Carol, quanta honra em ter te dirigido. Quanta honra!

Inverno Outono – direção de Eduardo Tolentino. O diretor do grupo Tapa trabalhando com Denise Weinberg (fabulosa) e outros atores geniais, em especial, uma atriz que seria um sonho um dia eu poder dirigi-la: Suely Franco. O texto fala de uma família que mantêm jantares pontuais, onde invariavelmente se lava a roupa suja. Diálogos afiados, uma bela ‘mise’en’scène’ de uma simplicidade aparente que valoriza as atuações e o texto.

A Mãe – direção de Sergio Audi. Aqui, pude mais uma vez confirmar o talento multi-facetado de Tânia Paez, atuando como atriz, cantora e pianista. O diretor parte do olhar de Brecht sobre a obra de Gorki e incrementa a lógica do distanciamento através de intervenções performáticas que flertam com o pop evitando que aquilo que foi moderno um dia pareça velho em tempos atuais.

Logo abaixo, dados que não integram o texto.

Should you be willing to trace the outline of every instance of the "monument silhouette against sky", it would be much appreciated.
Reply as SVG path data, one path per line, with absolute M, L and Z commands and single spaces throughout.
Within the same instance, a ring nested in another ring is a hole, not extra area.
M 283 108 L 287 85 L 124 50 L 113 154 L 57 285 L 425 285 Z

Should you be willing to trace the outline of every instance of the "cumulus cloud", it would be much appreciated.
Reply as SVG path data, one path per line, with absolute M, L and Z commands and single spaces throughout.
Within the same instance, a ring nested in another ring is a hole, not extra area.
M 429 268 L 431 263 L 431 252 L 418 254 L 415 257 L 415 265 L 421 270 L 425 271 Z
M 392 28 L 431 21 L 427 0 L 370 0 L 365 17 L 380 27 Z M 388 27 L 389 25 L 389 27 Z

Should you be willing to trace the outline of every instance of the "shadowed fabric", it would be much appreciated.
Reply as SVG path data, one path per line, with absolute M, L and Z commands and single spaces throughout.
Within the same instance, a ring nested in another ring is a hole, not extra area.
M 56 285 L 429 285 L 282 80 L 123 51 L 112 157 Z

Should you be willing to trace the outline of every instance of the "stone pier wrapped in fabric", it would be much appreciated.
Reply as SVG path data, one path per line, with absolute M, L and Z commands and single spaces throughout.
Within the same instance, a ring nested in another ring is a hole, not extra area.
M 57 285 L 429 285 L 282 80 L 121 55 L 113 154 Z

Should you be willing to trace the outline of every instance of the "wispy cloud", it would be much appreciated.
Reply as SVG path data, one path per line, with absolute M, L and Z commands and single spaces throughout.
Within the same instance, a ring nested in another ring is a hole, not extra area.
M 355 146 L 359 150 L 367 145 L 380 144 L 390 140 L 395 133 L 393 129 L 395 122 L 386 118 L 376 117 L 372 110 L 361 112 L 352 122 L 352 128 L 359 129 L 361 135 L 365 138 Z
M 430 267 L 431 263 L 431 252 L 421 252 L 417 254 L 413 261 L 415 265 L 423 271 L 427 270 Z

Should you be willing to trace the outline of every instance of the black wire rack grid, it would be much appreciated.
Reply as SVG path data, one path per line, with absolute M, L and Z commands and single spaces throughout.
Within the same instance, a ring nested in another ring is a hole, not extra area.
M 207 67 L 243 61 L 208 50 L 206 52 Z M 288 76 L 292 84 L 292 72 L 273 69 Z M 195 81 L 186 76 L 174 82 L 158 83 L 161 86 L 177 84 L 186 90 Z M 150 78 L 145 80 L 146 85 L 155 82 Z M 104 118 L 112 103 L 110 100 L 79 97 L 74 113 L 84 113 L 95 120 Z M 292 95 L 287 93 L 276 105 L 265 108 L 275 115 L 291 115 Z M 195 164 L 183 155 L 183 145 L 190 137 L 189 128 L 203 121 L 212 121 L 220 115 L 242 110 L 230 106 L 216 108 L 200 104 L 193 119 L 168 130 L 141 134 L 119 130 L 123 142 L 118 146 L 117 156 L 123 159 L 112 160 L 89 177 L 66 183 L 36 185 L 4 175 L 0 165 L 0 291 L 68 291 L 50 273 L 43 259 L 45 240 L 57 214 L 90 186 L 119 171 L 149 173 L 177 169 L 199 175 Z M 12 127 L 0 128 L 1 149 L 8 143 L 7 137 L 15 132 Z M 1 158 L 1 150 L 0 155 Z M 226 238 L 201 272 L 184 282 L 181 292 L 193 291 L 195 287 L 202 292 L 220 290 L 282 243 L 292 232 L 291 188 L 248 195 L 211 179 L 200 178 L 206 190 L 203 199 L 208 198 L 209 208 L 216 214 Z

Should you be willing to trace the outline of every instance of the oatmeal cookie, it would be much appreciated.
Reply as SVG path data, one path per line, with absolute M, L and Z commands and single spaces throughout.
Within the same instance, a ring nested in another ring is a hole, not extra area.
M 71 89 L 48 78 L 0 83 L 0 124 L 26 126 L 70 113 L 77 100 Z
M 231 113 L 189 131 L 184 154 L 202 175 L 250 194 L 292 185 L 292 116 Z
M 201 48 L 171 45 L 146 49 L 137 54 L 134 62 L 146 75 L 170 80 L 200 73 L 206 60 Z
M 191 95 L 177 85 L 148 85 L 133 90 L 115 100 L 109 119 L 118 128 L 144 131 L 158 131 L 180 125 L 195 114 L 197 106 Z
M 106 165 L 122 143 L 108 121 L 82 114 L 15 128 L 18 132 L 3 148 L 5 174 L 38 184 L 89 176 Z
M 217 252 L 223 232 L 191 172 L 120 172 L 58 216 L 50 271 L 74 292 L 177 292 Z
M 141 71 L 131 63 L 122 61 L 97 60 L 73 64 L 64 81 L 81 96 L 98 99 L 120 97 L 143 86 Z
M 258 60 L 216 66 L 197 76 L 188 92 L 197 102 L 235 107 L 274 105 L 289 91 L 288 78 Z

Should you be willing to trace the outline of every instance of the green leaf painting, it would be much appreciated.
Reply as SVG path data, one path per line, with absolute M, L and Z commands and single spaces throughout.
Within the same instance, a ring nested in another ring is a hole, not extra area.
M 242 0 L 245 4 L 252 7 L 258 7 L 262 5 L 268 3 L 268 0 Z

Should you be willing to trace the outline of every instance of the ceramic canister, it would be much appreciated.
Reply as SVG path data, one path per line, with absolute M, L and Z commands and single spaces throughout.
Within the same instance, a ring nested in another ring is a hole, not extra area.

Toda Nudez Será Castigada – direção de Paulo de Moraes com o grupo Armazém Cia de Teatro. A atriz central é a mesma de Um Sol Alaranjado de Eduardo Valente: Patrícia Selonk. E que atriz! Aqui, talvez o espetáculo que ao meu ver melhor equilibrou os aspectos visuais com a dramaturgia. Plasticamente impecável sem nunca descambar para o fetiche da estética, até mesmo em soluções que parecem gratuitas como os personagens que vestem uma batina ou um jaleco que através de velcro se abrem mostrando que os mesmos estão nus. Intenso, belo, poético, ousado e inacreditavelmente atual.

Pra fechar, uma reflexão de Claude Lelouch e um pouco de pretensão em um breve poema:

Por que você quis fazer um filme policial?
Porque é o gênero que mais se aproxima da vida, visto que estamos todos condenados à sermos assassinados de um jeito ou de outro (risos). Eu acho que Deus é o maior serial-killer de todos os tempos. Ele inventou o crime perfeito antes de todo o mundo. A vida é um filme policial porque a gente não sabe a data da nossa morte, o filme é construído em cima deste mesmo suspense.

Tirado da entrevista de Claude Lelouch falando sobre seu último filme que acessei no ótimo blog da canceriana Mara Liz : http://parisagogo.blogspot.com/


No MEIO de mim!

Passei PARTE da minha vida ouvindo falar em MEIA idade...
MEIA verdade?
Há idade INTEIRA? Vida INTEIRA?

Perdido de mim, METADE de mim...
Em MEIO ao MEIO do caminho.
MEIO do FIM ou do INÍCIO?

Recomeçar...
Mas em qual PARTE?
Buscar um novo MEIO sem medo de mim!